Top tonewood and back tonewood are graded for different characteristics that are inherent in a certain species of wood. For instance:
How To Find Great Tonewood:
Fine Grain: (The annual rings number a minimum of 20 per inch)
Consistent Color: This means that across the entire surface of the top, the coloring remains the same. No streaking, and no imperfections.
Minimal Runout: Runout is an indication of how the wood was sawn from the log (See Luthier Glossary) Absolutely no run-out is preferred.
Stiff – Not Rubbery: When the top tonewood is flexed there should be lot of resistance from flexing and not feel like it is a piece of cardboard.
Silk: This is the cross-grain of a piece of wood. (See Luthier Glossary). It is an indication that the top was cut nearly perpendicular to the annual rings and this is a sign of an excellent top.
Vertical Grain: When looking at the edge of the wood the grain should run nearly vertical along the width of the piece. An excepted standard is that it should not exceed 20 degrees from vertical at any point.
When purchasing from tonewood supplier sites or visiting an instrument wood lumber yard. You will note that there are basically (4) grades of wood:
- Grade A: This is just OK wood it would typically be used on lower quality instruments or lower priced factory guitars.

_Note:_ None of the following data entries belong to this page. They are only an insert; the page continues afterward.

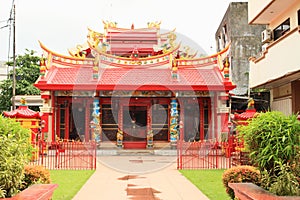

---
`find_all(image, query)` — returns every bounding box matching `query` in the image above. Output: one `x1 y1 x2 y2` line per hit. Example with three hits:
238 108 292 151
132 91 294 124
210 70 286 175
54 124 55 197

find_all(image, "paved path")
73 156 209 200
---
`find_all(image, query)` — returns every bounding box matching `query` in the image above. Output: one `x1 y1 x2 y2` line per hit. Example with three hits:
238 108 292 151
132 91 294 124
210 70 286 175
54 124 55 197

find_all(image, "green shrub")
237 111 300 172
222 165 261 199
261 162 300 196
237 111 300 196
0 115 34 198
20 165 51 190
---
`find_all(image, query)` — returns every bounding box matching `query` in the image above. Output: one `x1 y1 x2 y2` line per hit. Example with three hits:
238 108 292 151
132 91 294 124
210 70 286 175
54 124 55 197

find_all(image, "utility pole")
12 4 16 110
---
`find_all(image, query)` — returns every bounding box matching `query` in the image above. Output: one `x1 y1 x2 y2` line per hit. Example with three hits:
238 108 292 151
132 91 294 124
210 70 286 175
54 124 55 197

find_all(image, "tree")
0 49 40 112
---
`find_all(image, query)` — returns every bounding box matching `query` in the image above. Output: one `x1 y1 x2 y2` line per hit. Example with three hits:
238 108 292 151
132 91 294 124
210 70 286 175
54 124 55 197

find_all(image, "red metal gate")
177 140 232 169
30 141 97 170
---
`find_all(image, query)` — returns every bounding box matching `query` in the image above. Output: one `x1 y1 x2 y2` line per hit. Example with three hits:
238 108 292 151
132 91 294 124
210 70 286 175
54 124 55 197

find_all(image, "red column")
85 99 91 142
214 93 218 141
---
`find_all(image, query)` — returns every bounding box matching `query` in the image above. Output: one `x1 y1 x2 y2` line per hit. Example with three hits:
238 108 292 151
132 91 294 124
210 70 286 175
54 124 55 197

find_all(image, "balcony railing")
249 26 300 88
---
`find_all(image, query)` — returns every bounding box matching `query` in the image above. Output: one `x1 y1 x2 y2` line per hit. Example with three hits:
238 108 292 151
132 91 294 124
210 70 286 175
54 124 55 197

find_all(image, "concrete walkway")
73 156 209 200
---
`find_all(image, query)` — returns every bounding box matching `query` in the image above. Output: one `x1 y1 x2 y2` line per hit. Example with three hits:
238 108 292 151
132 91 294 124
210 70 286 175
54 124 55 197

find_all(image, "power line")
0 25 9 29
0 19 8 23
0 0 15 61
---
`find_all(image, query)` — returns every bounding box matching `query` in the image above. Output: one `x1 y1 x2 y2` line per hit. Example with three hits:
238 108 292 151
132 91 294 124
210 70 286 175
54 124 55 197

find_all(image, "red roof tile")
234 109 257 121
3 106 42 118
36 66 235 91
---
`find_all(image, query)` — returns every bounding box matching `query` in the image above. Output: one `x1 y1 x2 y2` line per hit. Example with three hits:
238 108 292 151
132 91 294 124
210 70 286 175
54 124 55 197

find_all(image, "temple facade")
35 21 235 149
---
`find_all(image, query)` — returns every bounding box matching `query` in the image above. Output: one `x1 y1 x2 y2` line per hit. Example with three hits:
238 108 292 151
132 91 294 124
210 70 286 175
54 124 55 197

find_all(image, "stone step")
116 149 154 155
96 149 177 156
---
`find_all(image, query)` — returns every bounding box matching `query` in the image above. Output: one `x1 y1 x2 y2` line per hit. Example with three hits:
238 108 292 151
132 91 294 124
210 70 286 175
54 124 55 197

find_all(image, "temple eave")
35 83 234 92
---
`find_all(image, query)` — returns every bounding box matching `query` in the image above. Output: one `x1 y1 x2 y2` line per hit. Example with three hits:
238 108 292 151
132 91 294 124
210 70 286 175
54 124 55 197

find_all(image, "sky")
0 0 247 61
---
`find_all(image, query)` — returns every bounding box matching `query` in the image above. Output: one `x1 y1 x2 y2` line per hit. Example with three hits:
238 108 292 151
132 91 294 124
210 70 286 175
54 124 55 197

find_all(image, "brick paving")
72 155 209 200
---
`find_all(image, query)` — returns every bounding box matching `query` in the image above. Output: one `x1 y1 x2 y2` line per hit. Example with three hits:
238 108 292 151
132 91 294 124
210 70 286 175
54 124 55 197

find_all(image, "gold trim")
39 41 94 61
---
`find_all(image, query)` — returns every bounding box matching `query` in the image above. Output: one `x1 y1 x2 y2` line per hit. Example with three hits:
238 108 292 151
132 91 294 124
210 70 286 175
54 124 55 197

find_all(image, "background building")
215 2 268 112
248 0 300 115
216 2 265 96
0 61 8 82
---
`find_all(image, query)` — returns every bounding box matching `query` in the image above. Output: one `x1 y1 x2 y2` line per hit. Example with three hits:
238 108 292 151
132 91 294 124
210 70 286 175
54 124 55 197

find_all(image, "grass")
180 169 230 200
50 170 95 200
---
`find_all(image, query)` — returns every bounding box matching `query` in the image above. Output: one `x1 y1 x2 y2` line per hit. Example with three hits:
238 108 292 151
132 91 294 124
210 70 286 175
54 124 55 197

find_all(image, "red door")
56 99 70 141
122 106 147 149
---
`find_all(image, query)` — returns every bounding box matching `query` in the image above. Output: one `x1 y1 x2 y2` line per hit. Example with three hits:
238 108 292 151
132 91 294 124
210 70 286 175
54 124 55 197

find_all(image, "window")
298 10 300 26
222 25 227 46
273 18 290 40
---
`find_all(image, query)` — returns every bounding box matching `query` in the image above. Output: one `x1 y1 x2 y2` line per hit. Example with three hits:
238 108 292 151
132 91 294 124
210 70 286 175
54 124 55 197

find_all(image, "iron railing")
177 139 250 170
29 141 97 170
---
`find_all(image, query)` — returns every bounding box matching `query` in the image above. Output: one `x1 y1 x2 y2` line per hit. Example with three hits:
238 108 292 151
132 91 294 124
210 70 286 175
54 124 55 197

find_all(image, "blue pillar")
170 98 179 148
91 98 101 145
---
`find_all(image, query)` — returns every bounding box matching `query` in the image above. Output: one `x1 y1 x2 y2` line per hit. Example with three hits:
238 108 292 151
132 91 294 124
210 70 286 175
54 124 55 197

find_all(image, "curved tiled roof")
35 65 234 91
3 106 42 118
234 109 257 121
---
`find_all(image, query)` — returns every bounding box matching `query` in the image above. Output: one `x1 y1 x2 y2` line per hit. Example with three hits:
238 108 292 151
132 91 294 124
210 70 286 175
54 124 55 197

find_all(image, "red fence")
177 140 233 169
29 141 97 170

Typically in a grade A top expect to see some run-out, inconsistent grain pattern, color streaking in the top and grain that exceeds the 20 degree from vertical standard (more like 45 degrees at worst). The tops could also be quite flexible with grain not meeting the 20 grains/inch standard. Usually top of Grade A have some sort of imperfection that prevents them from making it to Grade AA. Use this top on guitar approaching $700.00.
- Grade AA: This is standard grade and is the grade that most factory guitar are using. It is very plentiful and could be used as your starter guitar. The top will be structurally acceptable for stiffness, vertical grain, and run-out, but will fall a bit short in the color, tight and consistent grain catagories. Quite often you can get such good tops in the AA catagory it is viturally impossible to distinguish them from a grade AAA.

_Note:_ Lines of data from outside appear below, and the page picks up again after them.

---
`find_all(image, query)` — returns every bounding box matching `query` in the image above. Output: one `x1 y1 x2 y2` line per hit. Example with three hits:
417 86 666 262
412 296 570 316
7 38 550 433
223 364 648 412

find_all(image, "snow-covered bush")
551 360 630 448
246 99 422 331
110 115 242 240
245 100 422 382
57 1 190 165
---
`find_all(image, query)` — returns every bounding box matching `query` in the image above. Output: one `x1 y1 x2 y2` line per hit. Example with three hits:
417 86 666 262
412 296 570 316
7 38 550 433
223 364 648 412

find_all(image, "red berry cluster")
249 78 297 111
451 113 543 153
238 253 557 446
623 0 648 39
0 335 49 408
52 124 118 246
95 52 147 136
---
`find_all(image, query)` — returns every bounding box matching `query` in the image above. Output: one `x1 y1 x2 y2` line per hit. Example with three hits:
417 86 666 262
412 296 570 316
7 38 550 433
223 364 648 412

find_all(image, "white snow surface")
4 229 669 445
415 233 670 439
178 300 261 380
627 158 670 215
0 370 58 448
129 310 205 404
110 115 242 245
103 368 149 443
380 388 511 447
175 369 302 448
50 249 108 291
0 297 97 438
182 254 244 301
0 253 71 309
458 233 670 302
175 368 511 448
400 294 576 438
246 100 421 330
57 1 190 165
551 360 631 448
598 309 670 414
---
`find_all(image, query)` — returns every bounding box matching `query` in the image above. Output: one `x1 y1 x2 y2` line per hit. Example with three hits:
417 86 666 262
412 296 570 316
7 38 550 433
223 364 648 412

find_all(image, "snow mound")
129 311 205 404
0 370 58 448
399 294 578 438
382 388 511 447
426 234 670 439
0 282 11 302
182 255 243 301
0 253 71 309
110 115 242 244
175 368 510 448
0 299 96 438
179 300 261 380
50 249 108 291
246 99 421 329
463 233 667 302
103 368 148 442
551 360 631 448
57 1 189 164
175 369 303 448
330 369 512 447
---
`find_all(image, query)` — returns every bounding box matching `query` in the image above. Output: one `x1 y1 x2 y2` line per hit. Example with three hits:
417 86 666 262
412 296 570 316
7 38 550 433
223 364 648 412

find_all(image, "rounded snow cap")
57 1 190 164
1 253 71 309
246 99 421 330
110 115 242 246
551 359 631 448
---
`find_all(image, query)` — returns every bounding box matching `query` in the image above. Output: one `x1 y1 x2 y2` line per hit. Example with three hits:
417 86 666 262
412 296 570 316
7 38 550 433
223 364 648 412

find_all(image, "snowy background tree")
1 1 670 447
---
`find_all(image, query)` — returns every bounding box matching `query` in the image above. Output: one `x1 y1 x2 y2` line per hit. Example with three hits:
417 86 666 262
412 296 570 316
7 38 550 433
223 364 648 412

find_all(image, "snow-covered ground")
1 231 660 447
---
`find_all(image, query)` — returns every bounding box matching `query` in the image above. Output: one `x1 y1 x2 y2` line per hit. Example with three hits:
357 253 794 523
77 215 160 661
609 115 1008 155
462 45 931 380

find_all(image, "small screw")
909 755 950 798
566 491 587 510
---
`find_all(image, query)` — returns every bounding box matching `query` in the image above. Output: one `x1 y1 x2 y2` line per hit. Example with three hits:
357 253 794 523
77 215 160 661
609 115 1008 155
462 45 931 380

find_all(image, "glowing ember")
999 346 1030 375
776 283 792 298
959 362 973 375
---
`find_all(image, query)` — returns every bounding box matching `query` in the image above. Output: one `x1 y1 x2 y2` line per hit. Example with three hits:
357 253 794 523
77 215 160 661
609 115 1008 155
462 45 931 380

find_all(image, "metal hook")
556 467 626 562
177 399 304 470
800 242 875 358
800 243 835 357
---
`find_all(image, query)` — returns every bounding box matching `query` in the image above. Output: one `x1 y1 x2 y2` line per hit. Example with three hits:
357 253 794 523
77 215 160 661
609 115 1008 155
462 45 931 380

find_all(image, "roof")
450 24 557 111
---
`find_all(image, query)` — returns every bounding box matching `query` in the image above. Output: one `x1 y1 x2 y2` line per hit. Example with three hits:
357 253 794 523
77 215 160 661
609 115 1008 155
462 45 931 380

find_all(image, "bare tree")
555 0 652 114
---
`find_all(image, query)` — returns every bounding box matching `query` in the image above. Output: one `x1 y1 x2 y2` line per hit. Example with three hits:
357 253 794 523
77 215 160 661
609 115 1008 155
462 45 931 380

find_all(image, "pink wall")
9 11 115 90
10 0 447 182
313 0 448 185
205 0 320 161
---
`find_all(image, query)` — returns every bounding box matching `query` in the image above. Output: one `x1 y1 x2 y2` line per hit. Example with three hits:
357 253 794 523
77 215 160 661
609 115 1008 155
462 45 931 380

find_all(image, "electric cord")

- Grade AAA: Top grade top. Even color, stiff and find, consistent grain pattern. Nearly vertical grain with absolutely no imperfections. You would use this on some very fine instruments.
- Master Grade: This is truly an almost perfect top in every way. It has all the characteristics of the AAA tops plus it has moderate to strong medularies (silk pattern). This is truly a one in a thousand guitar top and should be reserved for all but the finest instruments.